Sunday, January 28, 2007
"Mommy, why isn't he going up" is a phrase that no Catholic parent wants to hear, or have to explain, when they are walking with their family up to receive the Eucharist. To be honest, I am not even sure how I would truthfully explain that to my child (if God were to ever bestow that blessing upon me).
My crash course on this topic came one Sunday while I was still in RCIA,and could not yet take Communion. I noticed the wonderful Catholic woman I was seeing at the time, had stayed kneeling with me, when the others started down the isle. Taking for granted this was just a kind act of solidarity, I didn't even mention it until later that day. She explained that our little make out session from the night before, had lead to less than pure thoughts, and that she felt the need for confession before receiving the Eucharist again.
My reaction to this little revelation was three fold, with the first part being the shame and guilt that comes with the "full knowledge" that I lead my sister into sin (Matt 18:6, 1 Cor 8:12), as well as being in sin myself.
Secondly, her bold demonstration of love and respect for our Lord, increased the already growing love and respect that I had for her. Oh, how I admired her!
The last part of this trilogy of emotions, was my determination to always be sure I was (and while together, we were) worthy of receiving Christ in the Eucharist. An easy self-promise, as my first Holy Communion was months away.
In our short courtship the above incident was never repeated, and she was even present on the wonderful Spring night, when I was received into the church--and when I first received our Savior's body and blood.
Although this was an amazing night, the next few months of living out my new Catholic faith would come to be more than I was prepared for.
Having to suddenly start examining my conscience on a regular basis, seemed to make the little sins of my life suddenly a bit larger and overwhelming. Confusion also came from my misconception that confession was something to avoid, a shame filled dark secret to keep, literally, behind closed doors. My own lack of self confidence allowed in the whispers of the enemy "you'll never be good enough to be a Catholic".
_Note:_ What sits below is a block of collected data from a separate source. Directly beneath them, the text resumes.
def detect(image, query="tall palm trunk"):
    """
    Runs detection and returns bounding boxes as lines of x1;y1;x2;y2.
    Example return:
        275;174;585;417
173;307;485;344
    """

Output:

Keeping this to myself, I would start a weekly ritual of running into my parish on Saturdays, equipped with that week's written list of sins. An act of contrition, absolution, penance, and than I could proudly go up to receive communion the next morning at Mass.
This went on for several months before I realized I was not as sorry that my sins offended God, as much as I was that they could prevent me from going up with the other parishioners. I realized I was more concerned with how I looked to the nameless faces of my church, than I was at how I looked before my Creator. I had been going to confession out of pride, not contrition, and truly not in repentance. Of all my sins, I think this would truly be my biggest--and hardest to fully repent from.
Realizing this sin, I stayed kneeling one Sunday morning (alone, the above relationship sadly did not last), and started praying for God to forgive me this, and lend me the grace to truly repent. After Mass, I cornered my Deacon, and asked if he could find a priest to hear my confession. Truly contrite, truly repenting, I confessed this dark sin of pride and disrespect for our Lord.....and I was forgiven!
That day, increased in me both a real love for confession (a blog is a brewing), and a deeper reverence for the Eucharist. I thank the Holy Spirit for showing me all these things.
A habit of praying for my brothers and sister who stayed in their pews, has also become a wonderful part of Mass for me. Seeing them with both sympathy and respect, and hoping that on the days I stay kneeling, they might say a prayer for the ol' monkster . . . as I hope you all do as well.